Michael A. Allen went to prison in California as a teenager in the 1990s. He failed to build a conventional life after parole and was shot to death in 2009. His cousin, a Harvard political scientist, tries to make sense of his life.
Danielle Allen, a Harvard political scientist, examines the troubling life and early death of her Los Angeles cousin, Michael A. Allen, in a lyrical New Yorker profile, “The Life of a South-Central Statistic.” The cousin went to prison as a teenager in the 1990s, amid California’s three-strikes frenzy. He was paroled after a decade but failed in his attempts to build a conventional life. In 2009, he was shot to death by his lover.

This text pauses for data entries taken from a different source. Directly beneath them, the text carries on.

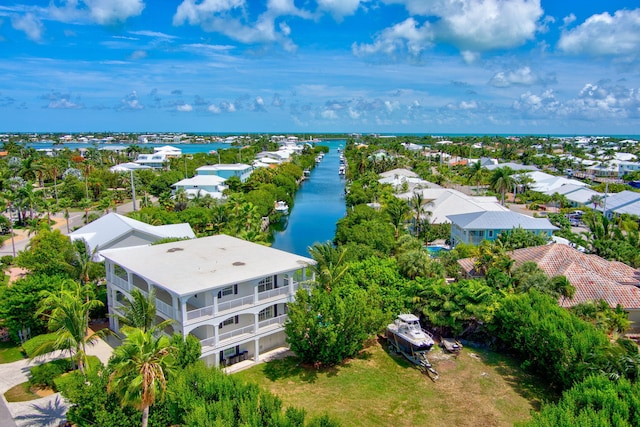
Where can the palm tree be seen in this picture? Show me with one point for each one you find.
(67, 311)
(65, 204)
(417, 205)
(31, 168)
(476, 174)
(397, 210)
(330, 263)
(597, 200)
(139, 369)
(501, 181)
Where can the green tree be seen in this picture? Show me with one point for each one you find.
(48, 252)
(19, 301)
(330, 264)
(596, 401)
(518, 238)
(139, 369)
(501, 181)
(67, 312)
(325, 328)
(397, 210)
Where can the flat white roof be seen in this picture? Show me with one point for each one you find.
(192, 266)
(224, 166)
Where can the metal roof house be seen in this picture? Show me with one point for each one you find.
(229, 293)
(577, 195)
(593, 277)
(440, 203)
(618, 203)
(226, 171)
(117, 231)
(202, 185)
(475, 227)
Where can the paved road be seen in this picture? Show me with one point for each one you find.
(50, 410)
(46, 411)
(76, 220)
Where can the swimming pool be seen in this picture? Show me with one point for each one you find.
(435, 250)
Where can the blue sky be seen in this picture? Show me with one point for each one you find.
(388, 66)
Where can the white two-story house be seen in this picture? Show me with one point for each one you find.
(229, 293)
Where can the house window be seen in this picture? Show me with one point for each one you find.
(265, 314)
(265, 284)
(230, 321)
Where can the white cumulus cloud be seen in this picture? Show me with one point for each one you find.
(523, 76)
(114, 11)
(329, 114)
(30, 25)
(469, 25)
(409, 35)
(228, 17)
(339, 8)
(604, 34)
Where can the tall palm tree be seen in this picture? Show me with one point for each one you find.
(330, 263)
(139, 369)
(67, 311)
(417, 204)
(502, 180)
(476, 174)
(397, 210)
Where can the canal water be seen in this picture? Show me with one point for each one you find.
(319, 204)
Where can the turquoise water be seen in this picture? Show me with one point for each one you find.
(319, 204)
(435, 250)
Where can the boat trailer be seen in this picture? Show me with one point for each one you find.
(418, 358)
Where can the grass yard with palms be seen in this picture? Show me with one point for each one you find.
(379, 389)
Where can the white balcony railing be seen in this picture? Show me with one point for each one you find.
(235, 333)
(121, 283)
(164, 308)
(272, 293)
(235, 303)
(278, 320)
(208, 342)
(199, 313)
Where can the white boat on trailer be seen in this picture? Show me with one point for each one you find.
(406, 336)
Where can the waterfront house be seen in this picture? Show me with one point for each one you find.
(624, 202)
(577, 195)
(202, 185)
(593, 277)
(226, 171)
(475, 227)
(116, 231)
(229, 293)
(439, 203)
(160, 157)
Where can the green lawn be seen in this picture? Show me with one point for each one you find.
(378, 389)
(20, 393)
(10, 352)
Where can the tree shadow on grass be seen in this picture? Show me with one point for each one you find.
(525, 384)
(291, 367)
(48, 413)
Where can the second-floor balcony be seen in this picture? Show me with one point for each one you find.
(198, 314)
(229, 338)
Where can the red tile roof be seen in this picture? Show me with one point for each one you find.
(593, 277)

Danielle Allen calls the narrative “familiar.” She writes, “A kid from a troubled home, trapped in poverty, without a stable world of adults coordinating care for him, starts pilfering, mostly out of an impatience to have things. In Michael’s first 14 years, his story includes not a single incidence of violence, aside from the usual wrestling matches with siblings. It could have had any number of possible endings. But events unfold along a single track. As we make decisions, and decisions are made for us, we shed the lives that might have been. In Michael’s 15th year, his life accelerated, like a cylinder in one of those pneumatic tubes, whisking off your deposit at a drive-through bank.”